So bringen Sie Tempo und Sorgfalt zusammen

Krankheitsbedingte Kündigungen scheitern in der Praxis am häufigsten am Arbeitsgericht. Drei Stolpersteine: (1) Negativprognose unzureichend dokumentiert (BAG-Drei-Stufen-Prüfung), (2) BEM übersprungen oder unzureichend dokumentiert — § 167 Abs. 2 SGB IX zwingend ab 6 Wochen AU innerhalb von 12 Monaten; BAG 2 AZR 755/13 verlangt ergebnisoffene Durchführung, (3) Interessenabwägung fehlerhaft. anymize löst den datenschutzrechtlichen Konflikt: Klarnamen, Adressen, Ärzte und Krankenkassen werden vor dem KI-Aufruf zu Platzhaltern; die Fehlzeiten-Statistik bleibt sichtbar, weil sie für die Negativprognose gebraucht wird.

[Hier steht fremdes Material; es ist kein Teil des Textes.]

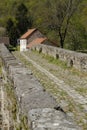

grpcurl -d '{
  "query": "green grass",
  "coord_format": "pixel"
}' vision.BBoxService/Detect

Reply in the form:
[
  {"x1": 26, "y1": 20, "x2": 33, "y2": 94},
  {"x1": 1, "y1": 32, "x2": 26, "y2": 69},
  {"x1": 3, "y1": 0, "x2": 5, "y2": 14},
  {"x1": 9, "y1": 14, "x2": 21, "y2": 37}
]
[{"x1": 15, "y1": 52, "x2": 87, "y2": 130}]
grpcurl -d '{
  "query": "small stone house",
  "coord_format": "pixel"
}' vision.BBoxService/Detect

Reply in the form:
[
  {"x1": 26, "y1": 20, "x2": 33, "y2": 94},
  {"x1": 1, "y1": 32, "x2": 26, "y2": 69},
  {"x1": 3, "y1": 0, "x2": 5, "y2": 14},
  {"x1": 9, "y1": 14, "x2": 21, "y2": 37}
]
[
  {"x1": 20, "y1": 28, "x2": 45, "y2": 51},
  {"x1": 19, "y1": 28, "x2": 56, "y2": 51},
  {"x1": 0, "y1": 37, "x2": 9, "y2": 45}
]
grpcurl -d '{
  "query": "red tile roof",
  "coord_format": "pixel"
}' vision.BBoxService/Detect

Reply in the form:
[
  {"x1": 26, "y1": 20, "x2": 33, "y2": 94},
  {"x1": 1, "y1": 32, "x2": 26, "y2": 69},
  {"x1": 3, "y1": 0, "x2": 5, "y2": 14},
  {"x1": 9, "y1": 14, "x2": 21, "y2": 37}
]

Diagnose-Daten werden mit Art.-9-Flag markiert und nur bei On-Premises-LLM verarbeitet. Halluzinations-Schaden katastrophal + DSGVO-Art-9-Risiko: vom LLM erfundene Fehlzeiten oder fehlerhafte BEM-Dokumentation kann die Kündigung kippen; gleichzeitig Art.-9-Verstoß bei unverschlüsseltem Gesundheitsdaten-Transfer = DSGVO-Bußgeld bis 4 % Konzernumsatz.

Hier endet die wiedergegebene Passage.